With the Budget finally just days away, concerns are growing about Rachel Reeves halving the current £20,000 tax free cash ISA threshold, in a bid to persuade savers to invest in the stock market instead, part of her hopes to stimulate some growth in the flat economy.
Months ago the Treasury confirmed that officials had been tasked by the chancellor to review the whole ISA landscape, with the likelihood of shifting the allowances around to deter people from just parking their money in safe savings pots, and a minister had been put in charge of the work.
At a Treasury Committee hearing in April, the chancellor herself told MPs reform of ISAs would go ahead, but did not set out a precise timetable. 'We're also looking at making sure that the ISA system works well for savers, a bit like what we are trying to do on pensions, we are trying to do for ISAs,' Reeves said.

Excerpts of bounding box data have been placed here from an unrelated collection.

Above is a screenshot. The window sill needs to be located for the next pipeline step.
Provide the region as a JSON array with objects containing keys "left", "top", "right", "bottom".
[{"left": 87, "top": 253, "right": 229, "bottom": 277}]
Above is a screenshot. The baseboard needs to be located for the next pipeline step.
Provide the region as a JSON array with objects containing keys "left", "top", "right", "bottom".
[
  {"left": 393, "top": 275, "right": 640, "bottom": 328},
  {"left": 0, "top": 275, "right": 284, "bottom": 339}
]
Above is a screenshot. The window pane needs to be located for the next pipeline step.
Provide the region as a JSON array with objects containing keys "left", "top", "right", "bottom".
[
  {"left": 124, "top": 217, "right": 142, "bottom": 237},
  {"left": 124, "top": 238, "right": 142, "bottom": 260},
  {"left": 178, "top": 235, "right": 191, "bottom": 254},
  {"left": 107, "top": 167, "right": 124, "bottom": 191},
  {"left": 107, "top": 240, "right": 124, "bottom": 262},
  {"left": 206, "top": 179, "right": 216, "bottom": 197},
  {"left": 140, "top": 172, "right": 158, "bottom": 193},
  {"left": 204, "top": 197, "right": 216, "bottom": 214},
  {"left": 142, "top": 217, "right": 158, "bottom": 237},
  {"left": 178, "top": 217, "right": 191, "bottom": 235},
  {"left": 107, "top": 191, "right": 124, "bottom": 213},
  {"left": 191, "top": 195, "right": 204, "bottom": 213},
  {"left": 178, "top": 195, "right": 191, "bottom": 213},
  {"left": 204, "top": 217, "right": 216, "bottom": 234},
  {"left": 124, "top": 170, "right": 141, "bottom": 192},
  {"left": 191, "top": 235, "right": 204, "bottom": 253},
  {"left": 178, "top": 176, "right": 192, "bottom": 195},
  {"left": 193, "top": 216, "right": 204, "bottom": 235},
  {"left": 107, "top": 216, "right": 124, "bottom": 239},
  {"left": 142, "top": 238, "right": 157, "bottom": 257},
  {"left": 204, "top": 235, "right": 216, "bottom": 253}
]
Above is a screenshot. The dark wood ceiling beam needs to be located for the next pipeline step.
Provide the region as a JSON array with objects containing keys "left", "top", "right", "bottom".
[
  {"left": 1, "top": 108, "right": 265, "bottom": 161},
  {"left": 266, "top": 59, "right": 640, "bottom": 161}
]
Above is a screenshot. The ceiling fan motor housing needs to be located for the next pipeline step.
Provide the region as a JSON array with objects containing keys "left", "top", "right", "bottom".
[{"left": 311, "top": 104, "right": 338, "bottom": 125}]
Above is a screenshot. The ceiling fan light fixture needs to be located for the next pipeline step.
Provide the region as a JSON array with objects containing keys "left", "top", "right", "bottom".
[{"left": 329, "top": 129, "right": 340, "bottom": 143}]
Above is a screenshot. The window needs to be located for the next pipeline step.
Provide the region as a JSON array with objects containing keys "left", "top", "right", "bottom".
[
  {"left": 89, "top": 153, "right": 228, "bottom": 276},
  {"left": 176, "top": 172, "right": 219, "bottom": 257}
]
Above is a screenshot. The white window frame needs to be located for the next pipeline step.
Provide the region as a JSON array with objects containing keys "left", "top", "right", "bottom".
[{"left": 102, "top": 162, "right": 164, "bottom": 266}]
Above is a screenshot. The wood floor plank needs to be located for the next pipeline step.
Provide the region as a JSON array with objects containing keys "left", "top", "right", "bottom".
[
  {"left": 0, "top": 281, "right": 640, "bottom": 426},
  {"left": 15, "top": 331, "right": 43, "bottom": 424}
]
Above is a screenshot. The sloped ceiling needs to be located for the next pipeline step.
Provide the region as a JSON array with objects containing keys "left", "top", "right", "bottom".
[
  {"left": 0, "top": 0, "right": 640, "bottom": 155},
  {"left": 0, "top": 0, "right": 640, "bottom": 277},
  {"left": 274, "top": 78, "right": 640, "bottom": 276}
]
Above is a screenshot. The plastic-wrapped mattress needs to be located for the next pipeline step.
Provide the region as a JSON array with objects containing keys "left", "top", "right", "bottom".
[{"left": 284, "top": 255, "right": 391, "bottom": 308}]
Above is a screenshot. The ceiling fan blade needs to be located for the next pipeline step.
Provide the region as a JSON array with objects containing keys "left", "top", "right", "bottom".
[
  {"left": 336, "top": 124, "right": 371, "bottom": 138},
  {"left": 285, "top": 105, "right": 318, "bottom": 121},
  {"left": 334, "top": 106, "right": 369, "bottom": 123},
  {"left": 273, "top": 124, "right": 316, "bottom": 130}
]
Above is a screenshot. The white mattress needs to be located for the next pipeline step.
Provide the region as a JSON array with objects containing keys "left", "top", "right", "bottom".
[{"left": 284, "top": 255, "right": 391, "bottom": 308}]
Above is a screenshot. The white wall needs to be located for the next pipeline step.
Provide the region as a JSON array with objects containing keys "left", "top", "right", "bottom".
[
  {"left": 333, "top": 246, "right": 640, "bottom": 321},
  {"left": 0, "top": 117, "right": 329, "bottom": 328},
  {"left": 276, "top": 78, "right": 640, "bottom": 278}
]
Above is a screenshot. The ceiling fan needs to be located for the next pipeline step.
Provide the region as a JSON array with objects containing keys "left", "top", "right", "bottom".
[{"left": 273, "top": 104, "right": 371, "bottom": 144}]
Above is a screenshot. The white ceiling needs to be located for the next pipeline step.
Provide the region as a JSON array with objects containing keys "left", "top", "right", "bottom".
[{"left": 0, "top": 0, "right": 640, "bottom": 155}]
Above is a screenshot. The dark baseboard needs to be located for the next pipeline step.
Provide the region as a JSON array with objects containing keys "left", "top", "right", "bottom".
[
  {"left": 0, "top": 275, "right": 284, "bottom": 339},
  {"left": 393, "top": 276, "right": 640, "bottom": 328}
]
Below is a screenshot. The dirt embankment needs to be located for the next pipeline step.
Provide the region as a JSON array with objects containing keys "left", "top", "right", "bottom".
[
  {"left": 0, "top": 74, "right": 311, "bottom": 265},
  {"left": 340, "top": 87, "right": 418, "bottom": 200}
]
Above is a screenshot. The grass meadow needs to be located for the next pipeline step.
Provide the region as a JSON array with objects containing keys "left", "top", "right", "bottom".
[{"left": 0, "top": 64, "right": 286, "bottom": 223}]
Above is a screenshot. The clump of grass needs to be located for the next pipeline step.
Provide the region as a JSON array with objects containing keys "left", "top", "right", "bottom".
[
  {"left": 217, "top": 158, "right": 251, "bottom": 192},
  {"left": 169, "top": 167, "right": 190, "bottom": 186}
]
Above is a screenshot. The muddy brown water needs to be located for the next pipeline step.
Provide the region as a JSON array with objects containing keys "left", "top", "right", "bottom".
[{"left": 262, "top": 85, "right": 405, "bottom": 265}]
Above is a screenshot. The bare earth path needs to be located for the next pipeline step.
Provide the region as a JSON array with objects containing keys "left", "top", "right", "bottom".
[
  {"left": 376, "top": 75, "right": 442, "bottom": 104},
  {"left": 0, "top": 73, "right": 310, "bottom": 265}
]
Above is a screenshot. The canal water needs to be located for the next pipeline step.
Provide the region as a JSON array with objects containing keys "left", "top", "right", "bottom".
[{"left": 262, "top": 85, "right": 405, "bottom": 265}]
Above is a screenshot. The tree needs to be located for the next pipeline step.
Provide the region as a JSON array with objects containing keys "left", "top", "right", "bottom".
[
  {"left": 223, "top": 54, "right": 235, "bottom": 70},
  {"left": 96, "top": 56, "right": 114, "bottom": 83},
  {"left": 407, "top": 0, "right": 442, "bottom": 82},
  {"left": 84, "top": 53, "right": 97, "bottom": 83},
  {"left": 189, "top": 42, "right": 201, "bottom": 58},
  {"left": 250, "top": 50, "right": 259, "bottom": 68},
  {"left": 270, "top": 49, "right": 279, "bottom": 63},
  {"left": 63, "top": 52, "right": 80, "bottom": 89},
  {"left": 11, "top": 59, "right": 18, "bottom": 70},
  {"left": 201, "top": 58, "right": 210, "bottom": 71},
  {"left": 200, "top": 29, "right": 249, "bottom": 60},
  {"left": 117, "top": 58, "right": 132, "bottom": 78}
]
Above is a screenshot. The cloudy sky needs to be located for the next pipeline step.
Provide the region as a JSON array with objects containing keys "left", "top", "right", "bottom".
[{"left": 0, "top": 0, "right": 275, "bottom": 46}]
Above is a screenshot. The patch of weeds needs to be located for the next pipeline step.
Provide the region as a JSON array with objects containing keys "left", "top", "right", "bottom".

But support for such a move seems thin on the ground.
Research found the majority of savers are loathe to move their money to stocks and shares ISAs, preferring to use regular access savings accounts even though they would incur tax on their interest above their particular thresholds depending on whether they are basic or high rate taxpayers.
Two-thirds said they would not switch to a stocks and shares ISA, while only a fifth of respondents said they would divert their remaining ISA allowance into a stocks and shares ISA. For the overwhelming majority, the tax-free interest was their primary reason for using cash ISAs.
93% cited tax-free interest as the primary reason for choosing a cash ISA while only 1% of respondents supported a reduction in the £20,000 threshold. Many rather optimistically actually wanted the £20,000 limit raised, even though the average annual savings made into an ISA are only around £3,000.
The vast majority of cash ISA savers are reluctant to expose their money to the risks associated with equities, despite the potential tax implications. Ultimately, it demonstrates that if the cash ISA threshold is reduced in the upcoming Budget, it is likely to there will be an increase in savers paying more tax on their savings interest. Perhaps that is also the chancellor's intention.